Diagnostische Kriterien

  • Früherer Zoster
  • Anhaltende oder vor kurzem aufgekommene Schmerzen im gleichen Innervationsareal wie in der akuten Phase mehr als 3 Monate nach dem Ausbruch von Zoster

Anamnese

  • Früherer Zoster
    • am häufigsten nach einer Beteiligung des Trigeminus und bei Patient*innen über 60 Jahre
    • auch häufig bei Beteiligung der thorakalen (T4–T6) und zervikalen Nervenwurzeln
  • Neuropathische Schmerzen 
    • Sehr häufig sind anhaltende brennende Schmerzen.
    • Der Schmerz folgt der Ausbreitung der ursprünglichen Infektion, kann sich aber auch über die typischerweise betroffenen Dermatome hinaus ausbreiten.10
    • Auch spontan einschießende, stechende oder stoßartige Schmerzen (wie ein elektrischer Schlag) sind typisch für die Post-Zoster-Neuralgie, aber auch für andere lokalisierte neuropathische Schmerzsyndrome wie die Trigeminusneuralgie oder Stumpfschmerzen.
    • Auch die Schmerzintensität variiert, ist aber oft sehr intensiv und kräftig.
    • Eine Hypersensitivität der Haut, bei der kleine oder unbedeutende Reize starke Schmerzen auslösen (Allodynie), ist häufig.11
      • Die mechanische Allodynie ist typisch für die Post-Zoster-Neuralgie, während die Kälteallodynie eher nach Nervenverletzungen, bei bestimmten Neuropathien und chemotherapieinduziert auftreten.10
  • Die Lebensqualität kann erheblich reduziert sein; es kann zu psychosozialen Problemen, Schlafstörungen, Appetitverlust und verminderter Libido kommen.

Klinische Untersuchung

  • In der Regel liegen keine sichtbaren Symptome vor, wenn der Ausschlag zurückgegangen ist. Im betroffenen Areal bestehen jedoch Allodynie und Hypersensitivität.
    Aktuelle Zoster-Infektion
    Aktuelle Zoster-Infektion

Ergänzende Untersuchungen

  • Der gesamte Abschnitt basiert auf dieser Referenz.10
  • In der Regel kann die Diagnose aufgrund der Anamnese und der klinischen Präsentation gestellt werden.
  • In seltenen Fällen, etwa wenn ein Zoster mit den typischen Effloreszenzen nicht erinnerbar ist, können neuropathische Schmerzen (siehe dort) eine breitere differenzialdiagnostische Abklärung erforderlich machen.
  • Dazu gehört u. a. die Bestimmung von Entzündungsparametern und ggf. eine VZV-Serologie in Blut und Liquor. 

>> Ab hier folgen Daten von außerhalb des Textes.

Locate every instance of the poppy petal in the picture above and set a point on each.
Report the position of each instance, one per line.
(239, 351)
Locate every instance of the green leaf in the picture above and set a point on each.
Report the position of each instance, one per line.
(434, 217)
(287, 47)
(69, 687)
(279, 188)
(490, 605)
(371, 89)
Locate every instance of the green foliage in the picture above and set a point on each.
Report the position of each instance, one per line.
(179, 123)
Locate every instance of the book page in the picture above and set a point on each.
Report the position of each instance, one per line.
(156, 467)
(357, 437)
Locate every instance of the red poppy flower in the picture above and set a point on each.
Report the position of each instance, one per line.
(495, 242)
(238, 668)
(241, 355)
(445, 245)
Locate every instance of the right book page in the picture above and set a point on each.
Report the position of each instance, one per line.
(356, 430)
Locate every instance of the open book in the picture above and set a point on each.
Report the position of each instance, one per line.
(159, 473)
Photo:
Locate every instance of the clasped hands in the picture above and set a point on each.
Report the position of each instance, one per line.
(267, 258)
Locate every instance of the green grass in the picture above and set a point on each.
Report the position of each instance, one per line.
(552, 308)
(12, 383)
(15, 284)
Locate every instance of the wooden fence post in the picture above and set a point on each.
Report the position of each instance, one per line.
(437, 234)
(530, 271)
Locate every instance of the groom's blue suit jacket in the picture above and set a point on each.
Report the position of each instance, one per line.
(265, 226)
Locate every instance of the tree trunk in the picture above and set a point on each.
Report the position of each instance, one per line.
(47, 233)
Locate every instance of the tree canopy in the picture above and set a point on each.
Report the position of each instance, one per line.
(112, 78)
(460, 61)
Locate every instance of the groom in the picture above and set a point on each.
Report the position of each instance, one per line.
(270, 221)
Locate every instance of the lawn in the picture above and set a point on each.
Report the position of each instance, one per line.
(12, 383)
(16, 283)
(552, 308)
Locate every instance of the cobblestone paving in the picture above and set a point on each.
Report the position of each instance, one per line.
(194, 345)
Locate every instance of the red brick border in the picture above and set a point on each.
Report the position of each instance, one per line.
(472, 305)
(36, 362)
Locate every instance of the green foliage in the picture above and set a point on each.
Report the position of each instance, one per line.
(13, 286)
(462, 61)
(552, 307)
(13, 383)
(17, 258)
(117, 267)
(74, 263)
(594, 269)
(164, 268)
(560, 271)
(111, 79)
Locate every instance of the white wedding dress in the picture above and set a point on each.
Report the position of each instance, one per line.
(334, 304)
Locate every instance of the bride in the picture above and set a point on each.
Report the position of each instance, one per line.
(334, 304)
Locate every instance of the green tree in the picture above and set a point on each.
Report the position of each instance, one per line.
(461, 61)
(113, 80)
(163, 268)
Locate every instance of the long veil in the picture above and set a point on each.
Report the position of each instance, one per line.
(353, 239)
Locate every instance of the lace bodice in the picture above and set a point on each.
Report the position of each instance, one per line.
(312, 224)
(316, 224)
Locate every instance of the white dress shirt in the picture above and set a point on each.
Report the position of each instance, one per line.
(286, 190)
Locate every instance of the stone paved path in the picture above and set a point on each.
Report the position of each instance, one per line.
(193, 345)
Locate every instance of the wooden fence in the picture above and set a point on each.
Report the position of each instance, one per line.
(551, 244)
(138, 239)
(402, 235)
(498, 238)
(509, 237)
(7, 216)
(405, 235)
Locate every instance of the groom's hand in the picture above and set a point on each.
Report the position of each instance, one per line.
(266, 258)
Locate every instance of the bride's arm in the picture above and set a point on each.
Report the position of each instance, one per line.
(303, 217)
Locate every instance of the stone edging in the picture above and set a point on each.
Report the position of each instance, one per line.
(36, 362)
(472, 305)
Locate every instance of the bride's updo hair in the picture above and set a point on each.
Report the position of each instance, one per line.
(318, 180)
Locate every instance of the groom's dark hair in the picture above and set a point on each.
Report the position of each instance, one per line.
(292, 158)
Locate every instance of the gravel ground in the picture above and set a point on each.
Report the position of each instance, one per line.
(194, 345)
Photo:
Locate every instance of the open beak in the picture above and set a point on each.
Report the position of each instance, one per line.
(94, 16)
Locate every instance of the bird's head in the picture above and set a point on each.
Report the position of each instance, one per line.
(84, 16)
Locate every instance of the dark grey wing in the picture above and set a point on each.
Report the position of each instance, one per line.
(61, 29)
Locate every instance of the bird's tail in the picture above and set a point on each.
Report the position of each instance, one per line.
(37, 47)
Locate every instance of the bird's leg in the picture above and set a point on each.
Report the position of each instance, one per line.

Indikationen zur Überweisung

  • Anhaltende Schmerzen, die schlecht auf die Therapie ansprechen.

Therapie

Leitlinie: Pharmakotherapie zosterbedingter Schmerzen2

Nozizeptive Zoster-assoziierte Schmerzen

  • Eine umgehende Therapie bei Zoster-assoziierten Schmerzen mittels systemischer Analgetika wird empfohlen.
  • Eine analgetische Therapie des nozizeptiven Zosterschmerzes entsprechend dem WHO-Schmerzstufenschema wird empfohlen:
    • geringe Schmerzintensität: NSAR oder andere Nicht-Opioidanalgetika
    • mittlere Schmerzintensität: Kombination von Nicht-Opioidanalgetika mit schwach wirksamen Opioiden
    • starke Schmerzintensität: Kombination von Nicht-Opioidanalgetika mit stark wirksamen Opioiden

Neuropathische Schmerzen (Post-Zoster-Neuralgie)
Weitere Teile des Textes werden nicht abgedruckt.